The group is visiting a number of Groundwork projects with the charity’s CEO Kate Culverhouse to hear how its work has evolved to meet the changing needs of the region’s communities since the pit closures of the 1980s.

One of these projects is the Groundwork-owned social enterprise, GWK Woodshed, which sells original wood furniture made from repurposed timber and off cuts. It also provides training opportunities and supports its team members to progress into further education and/or employment. Another is the Lobley Hill Community Centre, which Groundwork has taken on in order to help local people to take ownership and make the centre self-sustainable through room hire and events.

The group, led by Yuichi Moritomo, a professor at Fukushima University, has been involved since the beginning of the clean-up operation following the earthquake and nuclear disaster of 2011. Now that initial decontamination is almost complete, their work is shifting focus to concentrate on the regeneration of communities and enterprise.

They hope to take home advice on how work with communities to develop a bottom-up integrated approach, which consults residents and businesses about the kind of support they want and need to progress.

Groundwork’s first North East Trust was set up in 1985 to meet the needs of communities suffering as a result of the pit closures in East Durham. Over the next twenty years, other trusts were established across the region, before being amalgamated into Groundwork North East in 2009. It currently delivers more than 350 programmes across the North, helping communities to improve their communal spaces, and supporting hundreds of people each year to gain new skills and qualifications so they can move into employment.

Kate Culverhouse, Chief Executive at Groundwork NE & Cumbria, said: “We’re very pleased to welcome our visitors and hope that Groundwork’s experiences will help them to form an appropriate action plan to support the revival of the areas affected by the Fukushima tragedy.

“Although we have not experienced a disaster on the same scale, the North East of England has plenty to teach Japan and other nations in terms of overcoming the effects of industrialisation and repairing damaged landscapes.

“Over the years, Groundwork’s approach has changed from an environmentally-focussed support charity, to be much more targeted towards improving communities as a whole. We do this by helping to improve peoples’ job prospects, combating social issues such as loneliness and taking a more holistic approach to all challenges which our region faces.

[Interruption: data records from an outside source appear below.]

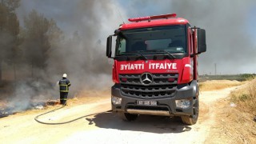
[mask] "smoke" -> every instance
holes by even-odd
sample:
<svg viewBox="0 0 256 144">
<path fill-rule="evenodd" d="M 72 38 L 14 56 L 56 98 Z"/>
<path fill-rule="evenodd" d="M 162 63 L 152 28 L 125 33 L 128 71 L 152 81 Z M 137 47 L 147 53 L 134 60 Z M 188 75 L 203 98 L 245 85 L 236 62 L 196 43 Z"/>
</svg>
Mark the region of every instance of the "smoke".
<svg viewBox="0 0 256 144">
<path fill-rule="evenodd" d="M 70 98 L 85 90 L 110 90 L 113 84 L 112 63 L 105 56 L 106 41 L 122 22 L 117 13 L 118 4 L 113 1 L 82 0 L 22 0 L 21 2 L 17 14 L 22 26 L 25 25 L 23 18 L 34 9 L 46 18 L 53 18 L 63 34 L 59 34 L 60 38 L 49 39 L 50 48 L 46 51 L 46 66 L 32 68 L 30 63 L 25 63 L 18 66 L 18 71 L 26 74 L 18 76 L 22 81 L 15 86 L 14 94 L 8 99 L 10 106 L 23 110 L 35 99 L 58 98 L 55 84 L 64 73 L 71 82 Z M 30 50 L 23 51 L 23 54 L 33 56 L 39 52 L 35 43 L 22 43 L 23 50 L 31 47 Z M 29 78 L 31 76 L 33 78 Z"/>
<path fill-rule="evenodd" d="M 141 1 L 140 1 L 141 2 Z M 256 6 L 254 0 L 135 0 L 122 2 L 129 17 L 176 13 L 192 26 L 206 30 L 207 51 L 199 55 L 199 74 L 255 73 L 256 44 L 252 35 Z M 129 8 L 126 8 L 129 6 Z M 254 12 L 255 13 L 255 12 Z"/>
<path fill-rule="evenodd" d="M 255 1 L 173 1 L 172 11 L 192 26 L 206 29 L 207 52 L 199 56 L 201 74 L 250 72 L 256 62 L 255 43 L 250 38 L 250 11 Z"/>
</svg>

“The lesson that I hope the group takes away is to be adaptable. Just like the region we cover, the area affected by the disaster is large and varied place, with a range of communities, who each have their own problems to overcome. The key to successful community regeneration project is to be flexible and find individual, tailored solutions which suit the situation.”

The group’s leader Yuichi Moritomo, a professor at Fukushima University, said: “It has been very interesting to see and listen to Groundwork’s experience of community regeneration and how it and other charities, along with social enterprise and private sector partners, have worked with local people to overcome significant issues. Not only in terms of repairing damaged environments, but also repairing societies and communities.

“In Japan, it is the norm for regeneration initiatives to be delivered from the top-down by Government, but we feel it is important for the people in the areas affected by the Fukushima disaster to take ownership over their own development. We will be taking back our findings and making recommendations after a deeper consultation with partners and local people.”